Perché me la prendo tanto col poro Zingaretti

Qualche affezionato lettore ha certamente colto che dopo anni di martellate contro Salvini (contro il quale ho anche scritto un libro, non mi sono certo tirato indietro) e Di Maio, da un po’ di tempo me la prendo insistentemente con Zingaretti. Marginalmente con Renzi, quasi nulla con “la ditta” (alla quale, qualche anno fa, riservai strali non da poco). Naturalmente ho amici che gravitano in quest’area, che cercano di sopportarmi e ogni tanto – raramente – di porgermi qualche ragione sul perché io sbagli.

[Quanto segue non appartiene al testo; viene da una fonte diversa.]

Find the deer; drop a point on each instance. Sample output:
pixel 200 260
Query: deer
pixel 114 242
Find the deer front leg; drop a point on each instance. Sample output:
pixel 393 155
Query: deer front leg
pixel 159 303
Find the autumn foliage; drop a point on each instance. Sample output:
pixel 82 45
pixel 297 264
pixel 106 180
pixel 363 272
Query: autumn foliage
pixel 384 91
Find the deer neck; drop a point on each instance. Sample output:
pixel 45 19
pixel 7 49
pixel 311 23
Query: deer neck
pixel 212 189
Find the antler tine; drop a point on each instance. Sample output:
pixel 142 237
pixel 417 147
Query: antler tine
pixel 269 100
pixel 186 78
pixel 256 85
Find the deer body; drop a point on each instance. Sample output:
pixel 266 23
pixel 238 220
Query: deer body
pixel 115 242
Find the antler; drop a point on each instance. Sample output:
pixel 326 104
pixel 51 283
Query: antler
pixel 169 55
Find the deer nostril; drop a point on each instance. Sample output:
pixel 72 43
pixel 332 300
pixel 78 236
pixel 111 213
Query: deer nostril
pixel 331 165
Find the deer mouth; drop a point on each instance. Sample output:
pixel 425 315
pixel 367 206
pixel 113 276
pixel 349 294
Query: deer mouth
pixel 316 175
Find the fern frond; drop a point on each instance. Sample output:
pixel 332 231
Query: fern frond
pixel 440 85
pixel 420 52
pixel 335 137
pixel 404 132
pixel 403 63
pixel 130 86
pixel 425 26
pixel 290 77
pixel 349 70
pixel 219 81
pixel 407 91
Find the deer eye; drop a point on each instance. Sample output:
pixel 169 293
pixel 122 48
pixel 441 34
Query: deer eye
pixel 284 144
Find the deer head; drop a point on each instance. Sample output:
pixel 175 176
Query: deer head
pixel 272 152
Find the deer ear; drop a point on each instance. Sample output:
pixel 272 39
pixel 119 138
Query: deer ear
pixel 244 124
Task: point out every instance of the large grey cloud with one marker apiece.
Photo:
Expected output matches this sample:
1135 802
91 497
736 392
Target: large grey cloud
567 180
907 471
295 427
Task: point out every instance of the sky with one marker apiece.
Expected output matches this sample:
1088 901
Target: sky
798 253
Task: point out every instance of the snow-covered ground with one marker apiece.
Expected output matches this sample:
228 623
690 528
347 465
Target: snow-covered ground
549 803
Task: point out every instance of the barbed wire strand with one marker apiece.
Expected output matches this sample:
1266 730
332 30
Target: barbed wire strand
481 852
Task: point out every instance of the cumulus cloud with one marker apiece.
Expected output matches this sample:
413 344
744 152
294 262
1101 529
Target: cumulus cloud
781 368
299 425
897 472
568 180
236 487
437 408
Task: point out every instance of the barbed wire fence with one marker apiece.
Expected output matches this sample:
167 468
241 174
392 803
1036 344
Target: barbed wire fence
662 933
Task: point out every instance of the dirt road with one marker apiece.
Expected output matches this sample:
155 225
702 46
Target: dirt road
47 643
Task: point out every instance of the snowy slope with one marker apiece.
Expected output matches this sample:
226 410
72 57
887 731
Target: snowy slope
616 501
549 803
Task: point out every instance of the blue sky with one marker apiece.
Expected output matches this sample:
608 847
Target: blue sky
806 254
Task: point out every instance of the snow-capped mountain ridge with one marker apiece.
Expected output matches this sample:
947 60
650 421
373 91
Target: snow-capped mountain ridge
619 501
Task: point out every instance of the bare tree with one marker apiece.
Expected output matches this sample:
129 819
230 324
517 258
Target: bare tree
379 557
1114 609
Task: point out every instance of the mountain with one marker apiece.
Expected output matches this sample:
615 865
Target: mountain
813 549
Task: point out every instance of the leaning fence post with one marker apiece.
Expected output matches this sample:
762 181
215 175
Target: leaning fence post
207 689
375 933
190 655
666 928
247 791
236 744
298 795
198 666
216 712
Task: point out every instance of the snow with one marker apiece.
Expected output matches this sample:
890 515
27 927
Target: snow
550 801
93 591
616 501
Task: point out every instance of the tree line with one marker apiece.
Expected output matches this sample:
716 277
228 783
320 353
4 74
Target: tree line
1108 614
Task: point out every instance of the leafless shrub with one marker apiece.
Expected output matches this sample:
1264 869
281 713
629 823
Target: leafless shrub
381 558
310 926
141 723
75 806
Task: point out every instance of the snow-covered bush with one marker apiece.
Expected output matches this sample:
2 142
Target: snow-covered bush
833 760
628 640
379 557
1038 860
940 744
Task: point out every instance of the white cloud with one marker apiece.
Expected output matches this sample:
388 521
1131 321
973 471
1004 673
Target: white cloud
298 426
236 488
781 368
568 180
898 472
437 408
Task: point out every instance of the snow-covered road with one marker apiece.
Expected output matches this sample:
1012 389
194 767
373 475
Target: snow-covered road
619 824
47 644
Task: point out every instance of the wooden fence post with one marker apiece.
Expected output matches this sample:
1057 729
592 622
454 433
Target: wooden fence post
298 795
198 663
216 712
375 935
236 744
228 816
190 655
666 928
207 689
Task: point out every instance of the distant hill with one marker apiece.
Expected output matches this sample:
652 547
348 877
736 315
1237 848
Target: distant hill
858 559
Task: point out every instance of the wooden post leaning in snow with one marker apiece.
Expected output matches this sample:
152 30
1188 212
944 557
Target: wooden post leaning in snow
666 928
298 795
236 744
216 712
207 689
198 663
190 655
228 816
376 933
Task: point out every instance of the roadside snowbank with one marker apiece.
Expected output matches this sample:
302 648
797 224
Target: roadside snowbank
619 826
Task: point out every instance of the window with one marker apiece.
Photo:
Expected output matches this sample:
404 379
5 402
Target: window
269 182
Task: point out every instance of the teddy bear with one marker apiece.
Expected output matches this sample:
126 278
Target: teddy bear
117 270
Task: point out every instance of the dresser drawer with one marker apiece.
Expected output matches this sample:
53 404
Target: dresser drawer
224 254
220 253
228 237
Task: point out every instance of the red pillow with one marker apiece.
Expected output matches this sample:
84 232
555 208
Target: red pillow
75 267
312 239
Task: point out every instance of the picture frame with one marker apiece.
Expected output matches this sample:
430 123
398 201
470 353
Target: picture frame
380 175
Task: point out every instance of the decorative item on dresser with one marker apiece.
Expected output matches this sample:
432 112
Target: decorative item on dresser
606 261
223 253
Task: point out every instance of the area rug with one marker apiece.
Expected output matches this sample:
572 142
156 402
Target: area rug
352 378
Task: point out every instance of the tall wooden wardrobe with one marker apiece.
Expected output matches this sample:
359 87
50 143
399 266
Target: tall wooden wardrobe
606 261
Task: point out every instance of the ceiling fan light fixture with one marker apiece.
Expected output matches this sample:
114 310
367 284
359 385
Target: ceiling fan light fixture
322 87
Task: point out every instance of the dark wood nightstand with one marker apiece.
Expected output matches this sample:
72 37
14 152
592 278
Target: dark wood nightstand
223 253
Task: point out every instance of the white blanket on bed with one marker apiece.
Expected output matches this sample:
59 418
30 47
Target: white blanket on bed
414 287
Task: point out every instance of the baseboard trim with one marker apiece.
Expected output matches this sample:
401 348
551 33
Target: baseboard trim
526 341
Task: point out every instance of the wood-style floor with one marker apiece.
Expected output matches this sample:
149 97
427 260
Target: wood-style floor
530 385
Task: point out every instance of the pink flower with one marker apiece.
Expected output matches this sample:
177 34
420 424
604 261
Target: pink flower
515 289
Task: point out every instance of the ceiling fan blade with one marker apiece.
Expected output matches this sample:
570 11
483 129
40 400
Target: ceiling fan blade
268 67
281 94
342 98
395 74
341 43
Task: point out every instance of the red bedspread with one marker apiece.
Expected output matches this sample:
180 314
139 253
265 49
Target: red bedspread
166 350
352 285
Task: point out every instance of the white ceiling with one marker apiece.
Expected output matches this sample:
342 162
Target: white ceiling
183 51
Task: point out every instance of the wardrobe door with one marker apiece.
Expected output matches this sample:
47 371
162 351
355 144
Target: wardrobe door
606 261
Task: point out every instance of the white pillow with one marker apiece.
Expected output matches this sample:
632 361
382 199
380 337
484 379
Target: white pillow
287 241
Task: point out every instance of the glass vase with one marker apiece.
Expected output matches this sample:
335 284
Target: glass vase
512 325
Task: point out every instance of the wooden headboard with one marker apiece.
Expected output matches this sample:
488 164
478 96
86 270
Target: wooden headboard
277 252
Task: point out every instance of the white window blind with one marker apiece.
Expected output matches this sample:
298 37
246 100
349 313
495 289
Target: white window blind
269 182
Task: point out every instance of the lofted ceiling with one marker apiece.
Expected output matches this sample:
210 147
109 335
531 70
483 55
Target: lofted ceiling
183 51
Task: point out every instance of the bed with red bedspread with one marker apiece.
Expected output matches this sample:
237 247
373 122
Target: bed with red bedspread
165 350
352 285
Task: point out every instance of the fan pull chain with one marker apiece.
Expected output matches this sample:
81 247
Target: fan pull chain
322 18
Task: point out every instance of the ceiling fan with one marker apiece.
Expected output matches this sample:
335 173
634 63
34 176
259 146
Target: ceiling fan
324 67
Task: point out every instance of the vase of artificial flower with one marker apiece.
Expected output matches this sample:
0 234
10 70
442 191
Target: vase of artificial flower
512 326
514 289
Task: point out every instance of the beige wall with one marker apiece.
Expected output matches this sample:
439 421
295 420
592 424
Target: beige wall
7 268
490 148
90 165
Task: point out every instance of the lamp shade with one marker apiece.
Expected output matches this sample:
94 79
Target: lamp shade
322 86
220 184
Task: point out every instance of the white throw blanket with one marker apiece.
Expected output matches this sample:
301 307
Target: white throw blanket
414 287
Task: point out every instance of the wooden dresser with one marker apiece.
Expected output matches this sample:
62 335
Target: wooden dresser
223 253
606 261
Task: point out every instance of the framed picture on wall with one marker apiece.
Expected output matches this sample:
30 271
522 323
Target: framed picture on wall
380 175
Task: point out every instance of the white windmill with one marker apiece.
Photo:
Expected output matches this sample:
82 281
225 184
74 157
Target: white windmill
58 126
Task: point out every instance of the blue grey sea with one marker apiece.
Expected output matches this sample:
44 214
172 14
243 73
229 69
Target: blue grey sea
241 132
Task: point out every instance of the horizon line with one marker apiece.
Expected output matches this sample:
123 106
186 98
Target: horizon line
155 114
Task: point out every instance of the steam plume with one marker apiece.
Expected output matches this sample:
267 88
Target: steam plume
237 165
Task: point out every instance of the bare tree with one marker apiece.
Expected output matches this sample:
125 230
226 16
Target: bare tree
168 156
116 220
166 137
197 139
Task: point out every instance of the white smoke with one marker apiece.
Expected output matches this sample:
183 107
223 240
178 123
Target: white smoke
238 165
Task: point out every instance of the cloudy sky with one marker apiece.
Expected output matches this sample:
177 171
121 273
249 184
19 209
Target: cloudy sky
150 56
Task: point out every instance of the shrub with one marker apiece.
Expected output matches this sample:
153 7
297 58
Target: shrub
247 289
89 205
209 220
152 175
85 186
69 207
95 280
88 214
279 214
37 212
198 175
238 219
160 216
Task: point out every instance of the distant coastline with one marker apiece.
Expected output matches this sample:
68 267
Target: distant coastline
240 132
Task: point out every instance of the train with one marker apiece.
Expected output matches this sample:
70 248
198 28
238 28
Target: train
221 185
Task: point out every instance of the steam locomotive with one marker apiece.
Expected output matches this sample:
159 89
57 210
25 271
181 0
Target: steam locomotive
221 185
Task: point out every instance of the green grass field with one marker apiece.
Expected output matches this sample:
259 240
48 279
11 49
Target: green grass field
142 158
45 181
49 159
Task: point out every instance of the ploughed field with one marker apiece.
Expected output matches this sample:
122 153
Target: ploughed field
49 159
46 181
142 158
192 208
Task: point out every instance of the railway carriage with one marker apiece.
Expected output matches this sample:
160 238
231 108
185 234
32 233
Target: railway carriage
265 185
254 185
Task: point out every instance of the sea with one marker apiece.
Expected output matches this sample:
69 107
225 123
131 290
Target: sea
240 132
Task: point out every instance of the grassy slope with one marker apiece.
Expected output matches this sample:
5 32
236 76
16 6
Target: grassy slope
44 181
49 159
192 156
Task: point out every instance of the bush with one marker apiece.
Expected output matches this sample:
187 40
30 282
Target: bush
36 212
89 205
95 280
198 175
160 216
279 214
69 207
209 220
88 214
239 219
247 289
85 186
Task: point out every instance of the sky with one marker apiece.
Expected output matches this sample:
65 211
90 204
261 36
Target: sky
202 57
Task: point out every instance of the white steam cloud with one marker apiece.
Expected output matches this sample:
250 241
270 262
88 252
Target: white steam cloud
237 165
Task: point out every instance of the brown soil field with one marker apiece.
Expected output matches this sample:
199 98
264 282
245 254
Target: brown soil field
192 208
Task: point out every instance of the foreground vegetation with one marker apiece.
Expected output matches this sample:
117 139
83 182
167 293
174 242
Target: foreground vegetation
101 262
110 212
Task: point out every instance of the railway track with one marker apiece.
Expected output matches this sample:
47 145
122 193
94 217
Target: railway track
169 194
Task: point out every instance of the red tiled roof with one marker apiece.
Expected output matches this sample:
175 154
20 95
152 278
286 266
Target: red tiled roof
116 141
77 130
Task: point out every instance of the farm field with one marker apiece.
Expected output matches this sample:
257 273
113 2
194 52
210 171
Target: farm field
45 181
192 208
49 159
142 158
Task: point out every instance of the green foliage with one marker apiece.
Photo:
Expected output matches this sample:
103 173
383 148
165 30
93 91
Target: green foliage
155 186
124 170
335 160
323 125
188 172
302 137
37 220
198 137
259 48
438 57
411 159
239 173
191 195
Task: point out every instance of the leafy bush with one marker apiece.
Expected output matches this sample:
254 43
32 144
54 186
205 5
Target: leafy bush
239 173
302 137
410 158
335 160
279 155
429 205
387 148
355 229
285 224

E quindi adesso vi dico per filo e per segno perché la mia indole politica sia sopraffatta dalla rabbia verso Zingaretti, tanto da lasciare perdere gli altri storici bersagli delle mie rimostranze.

Che poi, tutto sommato, il discorso è piuttosto semplice, ma parte da una premessa, che i lettori di questo blog conoscono benissimo: il populismo è il male. Il populismo è eversione, antipolitica, ignoranza, è anti-istituzionale, è anti-razionale, accoglie nel suo alveo ogni sorta di complottismo becero, di anti vax, di no mask, è autoritario, massimalista e sostanzialmente protofascista, è contro l’Europa, è contro il progresso, è contro lo sviluppo… Ognuna di queste affermazioni è stata abbondantemente argomentata su Hic Rhodus alla lunga di ormai – credo – cinque anni, se non sei, da quando il fenomeno grillino si è affacciato alla ribalta e in molti si chiedevano cosa diavolo fosse, mentre una pletora di insensati l’hanno addirittura votato perché pensavano che fosse “di sinistra”, e poiché all’epoca c’era Renzi che era “di destra”, giù a votare Crimi e Di Maio e Taverna e quel genio della Cunial, per dispetto al fiorentino.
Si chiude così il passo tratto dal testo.